Azize Caferzade’nin ilk yazısı 1937 senesinde, Edebiyat gazetesinde neşredilen Azrail olmuştur. Bu tarihten itibaren yazıları değişik yayın organlarında yayınlanmaya başladığı gibi, uzun müddet edebiyatın Azrail’i lakabıyla anılmıştır. 1946 yılında yayınladığı ilk kitabı olan Hikâyeler kitabı satışa çıkarılmadan toplattırılmıştır. Bu olaydan sonra da hikâye yazmaktan vazgeçmeyen Caferzade, kitap gibi hikâyeler yazmaya başlamıştır. Bunlar içersinde; Natevan Hakkında Hikâyeler (Bakû, 1963); Kızımın Hikâyeleri (Bakû, 1964); Sahipsiz Ev (Bakû, 1966); Ellerini Mene Ver (Bakû, 1969); Anamın Nağılları (1982); Sensin Ümidim (1985); Çiçeklerim (1988) vb. önemli yer tutmaktadır.
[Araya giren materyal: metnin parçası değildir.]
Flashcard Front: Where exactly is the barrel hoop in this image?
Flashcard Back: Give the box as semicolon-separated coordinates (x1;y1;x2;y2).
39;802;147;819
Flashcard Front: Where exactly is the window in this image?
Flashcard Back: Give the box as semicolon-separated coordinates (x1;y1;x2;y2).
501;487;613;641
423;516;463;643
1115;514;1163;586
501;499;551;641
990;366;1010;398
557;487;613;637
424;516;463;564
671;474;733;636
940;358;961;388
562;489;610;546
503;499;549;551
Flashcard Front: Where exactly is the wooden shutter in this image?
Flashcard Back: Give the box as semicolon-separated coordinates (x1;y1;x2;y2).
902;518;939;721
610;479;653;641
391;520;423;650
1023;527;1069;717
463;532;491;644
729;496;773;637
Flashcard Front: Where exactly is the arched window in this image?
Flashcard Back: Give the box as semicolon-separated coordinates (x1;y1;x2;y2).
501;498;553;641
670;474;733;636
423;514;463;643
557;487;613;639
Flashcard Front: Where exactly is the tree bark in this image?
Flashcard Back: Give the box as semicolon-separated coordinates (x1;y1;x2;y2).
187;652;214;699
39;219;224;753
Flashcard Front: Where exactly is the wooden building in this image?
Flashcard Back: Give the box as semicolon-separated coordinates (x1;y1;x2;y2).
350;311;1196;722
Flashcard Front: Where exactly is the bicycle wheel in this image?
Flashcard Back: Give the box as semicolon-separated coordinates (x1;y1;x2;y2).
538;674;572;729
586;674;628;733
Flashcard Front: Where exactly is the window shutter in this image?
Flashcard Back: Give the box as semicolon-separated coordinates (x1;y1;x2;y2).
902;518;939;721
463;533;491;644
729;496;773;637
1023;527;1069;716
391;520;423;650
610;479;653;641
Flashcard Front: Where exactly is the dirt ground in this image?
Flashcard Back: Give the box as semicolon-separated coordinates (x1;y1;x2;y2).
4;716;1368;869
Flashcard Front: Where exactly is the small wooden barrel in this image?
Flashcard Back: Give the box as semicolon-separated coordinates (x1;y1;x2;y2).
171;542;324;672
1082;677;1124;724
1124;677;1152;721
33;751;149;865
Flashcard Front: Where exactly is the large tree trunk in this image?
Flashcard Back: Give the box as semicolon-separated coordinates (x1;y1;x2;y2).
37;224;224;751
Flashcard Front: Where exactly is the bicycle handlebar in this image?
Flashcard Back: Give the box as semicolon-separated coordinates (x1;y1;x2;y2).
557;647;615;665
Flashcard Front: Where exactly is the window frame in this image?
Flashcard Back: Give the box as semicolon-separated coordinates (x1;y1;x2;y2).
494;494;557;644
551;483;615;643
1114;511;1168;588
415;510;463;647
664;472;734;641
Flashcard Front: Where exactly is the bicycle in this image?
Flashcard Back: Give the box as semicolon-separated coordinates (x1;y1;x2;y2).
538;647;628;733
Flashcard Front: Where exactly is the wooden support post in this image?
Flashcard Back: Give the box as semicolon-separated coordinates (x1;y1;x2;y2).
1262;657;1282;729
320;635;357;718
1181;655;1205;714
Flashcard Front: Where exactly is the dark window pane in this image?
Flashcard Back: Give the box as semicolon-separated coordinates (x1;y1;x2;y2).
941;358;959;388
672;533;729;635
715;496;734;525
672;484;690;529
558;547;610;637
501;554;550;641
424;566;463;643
Ancak, Azize Caferzade’nin edebiyat dünyasında adını tekrar çok konuşturan eseri ise, Seyit Azim Şirvanî’nin hayatını romanlaştırdığı Âlemde Sesim Var Menim (1972) adlı eseri olmuştur. Aynı şekilde tarihî romanlar olarak değerlendirebileceğimiz eserleri ise sırası ile şunlar olmuştur: Vatana gayıt (1977); Yad et Meni (1980); Bakû (1981); Celaliyye (1983); Sabir (1989) Elden-ele (1992) gibi eserler kaleme almış, geniş bir okuyucu kitlesi tarafından dikkat ve merakla okunmuş, edebî-tarihî şahsiyetlerin hatırlanmasına vesile olmuştur.
Caferzade, ömrünün son döneminde ise, Gülistan’dan Önce (1996); Zerrintac – Tahire (1996); Bir Sesin Faciası (1997); Işığa Doğru (1998); Belâ (1999); Hazar’ın Göz Yaşları (2002) romanlarında da tarihî konular işlemiştir.
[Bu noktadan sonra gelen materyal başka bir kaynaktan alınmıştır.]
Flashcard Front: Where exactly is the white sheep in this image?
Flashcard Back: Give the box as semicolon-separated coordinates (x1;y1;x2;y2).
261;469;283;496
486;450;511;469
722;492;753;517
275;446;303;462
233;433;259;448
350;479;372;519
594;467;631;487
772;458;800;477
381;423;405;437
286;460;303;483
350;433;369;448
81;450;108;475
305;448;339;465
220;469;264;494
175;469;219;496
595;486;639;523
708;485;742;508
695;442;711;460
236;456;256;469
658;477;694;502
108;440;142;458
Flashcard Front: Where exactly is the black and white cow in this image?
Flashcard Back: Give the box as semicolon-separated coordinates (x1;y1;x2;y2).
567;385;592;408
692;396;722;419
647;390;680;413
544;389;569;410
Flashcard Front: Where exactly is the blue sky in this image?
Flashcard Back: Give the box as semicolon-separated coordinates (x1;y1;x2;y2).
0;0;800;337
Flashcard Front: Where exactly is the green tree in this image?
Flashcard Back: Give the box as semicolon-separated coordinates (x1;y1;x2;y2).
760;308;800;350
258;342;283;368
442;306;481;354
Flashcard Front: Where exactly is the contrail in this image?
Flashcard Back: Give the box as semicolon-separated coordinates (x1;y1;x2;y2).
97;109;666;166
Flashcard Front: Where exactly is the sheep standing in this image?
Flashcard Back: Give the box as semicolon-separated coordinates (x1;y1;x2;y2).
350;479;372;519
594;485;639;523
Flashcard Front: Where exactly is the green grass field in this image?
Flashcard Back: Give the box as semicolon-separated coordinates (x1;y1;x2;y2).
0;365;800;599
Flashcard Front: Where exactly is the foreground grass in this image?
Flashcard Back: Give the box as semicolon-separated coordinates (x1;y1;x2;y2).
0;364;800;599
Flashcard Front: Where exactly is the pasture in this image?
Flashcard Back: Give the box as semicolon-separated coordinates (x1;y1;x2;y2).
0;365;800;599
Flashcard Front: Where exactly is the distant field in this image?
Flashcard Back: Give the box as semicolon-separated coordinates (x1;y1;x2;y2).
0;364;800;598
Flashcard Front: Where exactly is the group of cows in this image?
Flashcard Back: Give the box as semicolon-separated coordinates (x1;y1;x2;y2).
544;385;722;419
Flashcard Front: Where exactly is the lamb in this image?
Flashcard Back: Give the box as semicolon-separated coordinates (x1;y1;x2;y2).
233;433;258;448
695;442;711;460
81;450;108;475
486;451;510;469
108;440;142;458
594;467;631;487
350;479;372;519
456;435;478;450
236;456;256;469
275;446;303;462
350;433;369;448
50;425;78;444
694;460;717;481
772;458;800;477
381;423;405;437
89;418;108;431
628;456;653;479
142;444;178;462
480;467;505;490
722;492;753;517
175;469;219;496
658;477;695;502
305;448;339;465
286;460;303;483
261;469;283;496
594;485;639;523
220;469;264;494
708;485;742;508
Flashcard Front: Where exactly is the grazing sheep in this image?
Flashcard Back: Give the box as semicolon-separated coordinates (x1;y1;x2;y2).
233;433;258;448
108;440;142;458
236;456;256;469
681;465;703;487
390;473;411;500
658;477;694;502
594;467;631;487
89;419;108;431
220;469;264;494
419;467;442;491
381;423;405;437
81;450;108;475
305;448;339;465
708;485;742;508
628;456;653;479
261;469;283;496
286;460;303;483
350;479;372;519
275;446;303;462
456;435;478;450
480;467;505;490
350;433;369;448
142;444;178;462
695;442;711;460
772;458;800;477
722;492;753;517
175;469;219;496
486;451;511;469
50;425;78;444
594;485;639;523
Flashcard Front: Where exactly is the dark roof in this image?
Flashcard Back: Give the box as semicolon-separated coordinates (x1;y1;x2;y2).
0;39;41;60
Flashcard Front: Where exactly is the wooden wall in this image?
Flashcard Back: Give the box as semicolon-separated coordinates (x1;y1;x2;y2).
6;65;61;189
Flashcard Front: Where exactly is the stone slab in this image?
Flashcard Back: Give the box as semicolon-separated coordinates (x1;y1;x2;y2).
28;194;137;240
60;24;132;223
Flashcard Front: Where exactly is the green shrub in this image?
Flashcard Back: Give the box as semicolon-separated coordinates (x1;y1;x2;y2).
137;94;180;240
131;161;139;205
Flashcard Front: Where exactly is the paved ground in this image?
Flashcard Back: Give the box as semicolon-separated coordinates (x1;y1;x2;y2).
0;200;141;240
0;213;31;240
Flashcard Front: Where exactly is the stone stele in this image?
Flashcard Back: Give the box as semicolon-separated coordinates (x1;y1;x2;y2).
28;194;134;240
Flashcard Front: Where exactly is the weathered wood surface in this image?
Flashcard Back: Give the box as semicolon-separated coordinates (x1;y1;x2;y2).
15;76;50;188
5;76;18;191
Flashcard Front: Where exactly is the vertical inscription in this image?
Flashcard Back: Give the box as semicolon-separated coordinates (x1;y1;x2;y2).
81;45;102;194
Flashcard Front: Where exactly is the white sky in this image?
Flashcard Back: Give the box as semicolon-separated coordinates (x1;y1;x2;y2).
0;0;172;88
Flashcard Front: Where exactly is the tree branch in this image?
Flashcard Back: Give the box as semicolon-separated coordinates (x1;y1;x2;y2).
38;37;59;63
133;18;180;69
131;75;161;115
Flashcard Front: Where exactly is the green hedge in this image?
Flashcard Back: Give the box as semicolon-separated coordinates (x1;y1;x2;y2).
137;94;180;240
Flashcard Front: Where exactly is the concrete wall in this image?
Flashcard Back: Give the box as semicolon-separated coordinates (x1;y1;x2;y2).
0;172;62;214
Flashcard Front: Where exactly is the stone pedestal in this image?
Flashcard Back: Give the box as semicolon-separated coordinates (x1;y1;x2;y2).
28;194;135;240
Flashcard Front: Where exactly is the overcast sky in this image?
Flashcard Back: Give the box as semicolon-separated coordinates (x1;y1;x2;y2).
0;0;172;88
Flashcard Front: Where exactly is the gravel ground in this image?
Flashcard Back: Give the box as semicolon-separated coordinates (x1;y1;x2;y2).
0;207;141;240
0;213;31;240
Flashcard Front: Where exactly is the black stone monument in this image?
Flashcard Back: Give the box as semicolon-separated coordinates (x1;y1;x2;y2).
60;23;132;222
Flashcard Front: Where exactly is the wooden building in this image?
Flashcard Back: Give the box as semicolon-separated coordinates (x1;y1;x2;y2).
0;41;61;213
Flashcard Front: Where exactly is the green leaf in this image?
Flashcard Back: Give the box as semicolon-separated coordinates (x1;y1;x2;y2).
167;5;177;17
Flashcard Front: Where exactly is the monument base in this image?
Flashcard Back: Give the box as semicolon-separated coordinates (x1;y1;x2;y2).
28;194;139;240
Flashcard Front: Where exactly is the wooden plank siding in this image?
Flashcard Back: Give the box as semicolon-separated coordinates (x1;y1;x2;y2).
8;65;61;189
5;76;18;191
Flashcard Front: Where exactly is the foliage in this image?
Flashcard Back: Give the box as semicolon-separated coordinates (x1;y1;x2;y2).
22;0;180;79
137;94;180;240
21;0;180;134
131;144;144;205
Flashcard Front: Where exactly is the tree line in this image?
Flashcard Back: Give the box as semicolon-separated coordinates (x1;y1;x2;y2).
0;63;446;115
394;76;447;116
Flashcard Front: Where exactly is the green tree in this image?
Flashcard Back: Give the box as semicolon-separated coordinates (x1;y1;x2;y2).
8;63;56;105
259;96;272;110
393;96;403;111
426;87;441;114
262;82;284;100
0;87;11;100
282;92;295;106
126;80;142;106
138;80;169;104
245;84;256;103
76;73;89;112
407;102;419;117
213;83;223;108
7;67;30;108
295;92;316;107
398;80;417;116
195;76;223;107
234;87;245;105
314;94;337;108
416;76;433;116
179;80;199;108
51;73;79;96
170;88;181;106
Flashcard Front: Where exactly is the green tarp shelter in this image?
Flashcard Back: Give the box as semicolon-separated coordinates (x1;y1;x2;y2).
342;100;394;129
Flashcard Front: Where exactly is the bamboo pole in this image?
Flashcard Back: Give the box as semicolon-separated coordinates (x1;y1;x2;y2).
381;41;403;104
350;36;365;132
Azize Caferzade’nin ilmî hususlarda kaleme aldığı eserleri ise; Fatma Hanım Kemine (1971); Könül Çırpıntıları (1972); Azerbaycan’ın Âşık ve Şair Kadınları (1974); Şirvan’ın Üç Şairi (1976); Abdulla Padarlı’nın Seçilmiş Şiirleri (1979), Her Budaktan Bir Yaprak (1983). Yazarın, Azerbaycan Poeziyasında Halk Şiiri Üslubu adlı çalışması monografik tetkikatları çağdaş edebiyatşünaslık ve folklorşünaslığın önemli örneklerindendir.
Caferzade, hikâye, roman ve araştırmaları yanında Rus ve Türk dilinden Azerbaycan Türkçesine de tercümeler yapmıştır. O.S. Simirvov’dan Brest Kalesi’ni Rusçadan çevirmiştir. Türkiye Türkçesinden de; Ahmet Kabaklı’dan Ejderha Taşı; Sevinç Çokum’dan Bizim Diyar; Şemsi Belli’den Atatürk’ün Aşk Macerası’nı Azerbaycan Türkçesine aktarmıştır.
Caferzade’nin önemli eserlerinden biri de, Kızıl Sahile Seyahat (1968) adlı eseridir. Burada onun 1965 -1966 yıllarında yaşadığı hatıralar ele alınmıştır.
Azize Caferzade, İkinci Dünya Savaşında savaş pilotu olarak görev yapan Mehmet İbrahimov ile hayatını birleştirmiş ve üç çocuk annesi olmuştur.
Azize Caferzade, vefatından kısa bir süre önce dostlarına şu vasiyette bulunmuştur. Ben öldüğüm zaman ne Cumhurbaşkanlığı Sarayına, ne de Yazıcılar Birliğine haber vermeyin. Ben doğduğum kentte defn olunmak isterim. Yazarın bu vasiyeti üzerine cenazesi, Hacıgabul rayonunun Tağıllı kentinde defn olunmuştur.
Azerbaycan Edebiyatı’nın Sovyet esareti döneminde yetiştirdiği en güçlü kalemlerden biri olan Azize Caferzade’ye Tanrı’dan rahmet diler, eserlerinin gelecek nesillere aktarılması ve okutulmasına gayret edilmesi için bir merkez kurulmasını ve Caferzade’nin unutulmamasını temenni ederiz.